A perspectiva de um acréscimo de 1 ponto, absolutamente incomum no histórico do Fed, havia turbinado o dólar na véspera para perto de 5,50 reais e a um novo pico em 20 anos contra uma cesta de rivais de países ricos. Taxas de juros mais altas nos EUA atraem capital para a maior economia do mundo, o que gera conversão de moedas locais em dólar, valorizando a divisa norte-americana.

Mesmo com o respiro desta sexta, o dólar no Brasil ainda acumulou valorização semanal de 2,60%, a mais forte em um mês. Isso deixou o real com o pior desempenho comparado às moedas emergentes mais próximas: peso mexicano, peso chileno, peso colombiano, sol peruano, rand sul-africano e lira turca.

“No contexto atual há pouco espaço para depreciação do dólar”, disse Gabriel Cunha, analista de mercados do C6 Bank.
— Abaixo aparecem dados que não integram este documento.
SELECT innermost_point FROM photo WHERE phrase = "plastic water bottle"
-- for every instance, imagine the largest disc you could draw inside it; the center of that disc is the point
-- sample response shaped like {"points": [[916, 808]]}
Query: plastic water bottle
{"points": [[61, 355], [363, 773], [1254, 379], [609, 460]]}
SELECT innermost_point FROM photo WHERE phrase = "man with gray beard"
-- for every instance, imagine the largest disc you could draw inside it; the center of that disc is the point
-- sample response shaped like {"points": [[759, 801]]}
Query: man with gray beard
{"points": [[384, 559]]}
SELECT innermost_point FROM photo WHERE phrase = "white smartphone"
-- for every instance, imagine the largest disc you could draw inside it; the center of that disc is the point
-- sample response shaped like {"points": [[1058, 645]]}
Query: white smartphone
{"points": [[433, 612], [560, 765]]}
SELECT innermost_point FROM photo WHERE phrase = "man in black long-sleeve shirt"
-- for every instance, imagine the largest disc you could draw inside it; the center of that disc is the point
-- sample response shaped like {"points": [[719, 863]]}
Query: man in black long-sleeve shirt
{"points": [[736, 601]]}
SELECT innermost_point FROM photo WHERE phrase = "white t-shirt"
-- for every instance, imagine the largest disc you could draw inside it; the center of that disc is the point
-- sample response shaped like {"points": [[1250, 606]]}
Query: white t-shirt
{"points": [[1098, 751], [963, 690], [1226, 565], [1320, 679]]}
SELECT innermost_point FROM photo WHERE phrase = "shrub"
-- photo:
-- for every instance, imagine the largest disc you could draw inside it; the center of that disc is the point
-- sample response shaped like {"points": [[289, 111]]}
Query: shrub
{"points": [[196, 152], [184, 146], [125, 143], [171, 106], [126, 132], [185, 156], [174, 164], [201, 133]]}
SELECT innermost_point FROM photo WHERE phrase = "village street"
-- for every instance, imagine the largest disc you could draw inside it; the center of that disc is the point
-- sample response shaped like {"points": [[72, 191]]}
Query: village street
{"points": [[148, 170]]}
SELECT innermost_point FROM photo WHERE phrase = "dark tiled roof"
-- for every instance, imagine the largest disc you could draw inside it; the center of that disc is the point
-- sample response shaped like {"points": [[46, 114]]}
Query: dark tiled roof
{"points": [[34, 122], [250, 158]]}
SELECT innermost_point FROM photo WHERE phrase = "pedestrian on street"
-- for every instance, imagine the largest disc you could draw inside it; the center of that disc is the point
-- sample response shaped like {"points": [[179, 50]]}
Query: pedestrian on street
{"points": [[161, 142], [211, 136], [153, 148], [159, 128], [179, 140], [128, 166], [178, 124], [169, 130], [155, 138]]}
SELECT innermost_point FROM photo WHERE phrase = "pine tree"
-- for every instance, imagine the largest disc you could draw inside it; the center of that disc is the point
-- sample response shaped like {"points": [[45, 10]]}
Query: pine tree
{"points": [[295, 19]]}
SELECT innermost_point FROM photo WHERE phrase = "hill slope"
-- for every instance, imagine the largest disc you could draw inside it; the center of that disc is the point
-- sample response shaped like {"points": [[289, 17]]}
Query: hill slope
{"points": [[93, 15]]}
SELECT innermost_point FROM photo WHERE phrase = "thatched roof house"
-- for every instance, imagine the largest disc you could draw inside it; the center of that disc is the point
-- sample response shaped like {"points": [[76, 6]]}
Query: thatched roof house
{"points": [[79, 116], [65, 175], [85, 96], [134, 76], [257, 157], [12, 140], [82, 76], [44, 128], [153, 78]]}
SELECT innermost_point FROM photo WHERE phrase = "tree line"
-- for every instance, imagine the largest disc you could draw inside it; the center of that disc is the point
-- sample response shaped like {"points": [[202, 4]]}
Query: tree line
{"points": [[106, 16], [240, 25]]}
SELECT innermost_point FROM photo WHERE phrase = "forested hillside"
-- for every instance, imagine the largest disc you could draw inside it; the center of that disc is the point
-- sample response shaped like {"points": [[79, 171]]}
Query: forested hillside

Cunha explicou que o real vinha liderando os ganhos entre seus pares nos primeiros meses do ano muito em função do rali das commodities e do aumento notável do diferencial de juros, com o Brasil já com processo de aperto monetário em curso enquanto vários países nem sequer o haviam começado.

O dólar chegou a acumular baixa em torno de 17% contra o real no acumulado do ano.

“Mas aí outros BCs começaram a subir as taxas. O superdiferencial de juros está diminuindo e, além disso, as commodities estão em queda e o fiscal aqui voltou a elevar o risco-país”, completou.

Desde os picos em cerca de 11 anos alcançados em junho, um índice de referência para as matérias-primas despencou quase 16%.

Chile, México e países desenvolvidos com moedas correlacionadas às commodities, como o Canadá, têm promovido constantes e em alguns casos fortes aumentos de juros, elevando a concorrência para o real.

E nesta semana o Congresso Nacional promulgou a Emenda Constitucional dos Benefícios, que prevê despesas de cerca de 40 bilhões de reais fora do teto de gastos –considerado antes uma espécie de âncora fiscal.

A emenda é vista por críticos como instrumento para aumentar chances de reeleição do presidente Jair Bolsonaro (PL) e foi avaliada pela agência de classificação de risco Moody’s como evento negativo para a nota de crédito soberano do Brasil.

O C6 Bank vê a trajetória fiscal do Brasil como um dos fatores mais importantes para a direção do dólar. A instituição vê piora na relação dívida líquida/PIB do país para 65% em 2023, de 60% estimados para 2022. Com isso, calcula dólar de 5,80 reais ao fim do ano que vem, 5,45% acima da taxa esperada para o encerramento deste ano (5,50 reais) e 7,29% além da cotação de fechamento desta sexta-feira.

O analista de mercados do C6 Bank acredita que, mesmo já em patamares elevados, o dólar ainda pode tomar fôlego caso dados de índices de gerentes de compras (PMIs, na sigla em inglês) a serem divulgados na próxima semana venham a reforçar temores de recessão pelo mundo.

Em julho, o dólar avança 3,34% ante o real, amenizando as perdas no ano para 3,01%.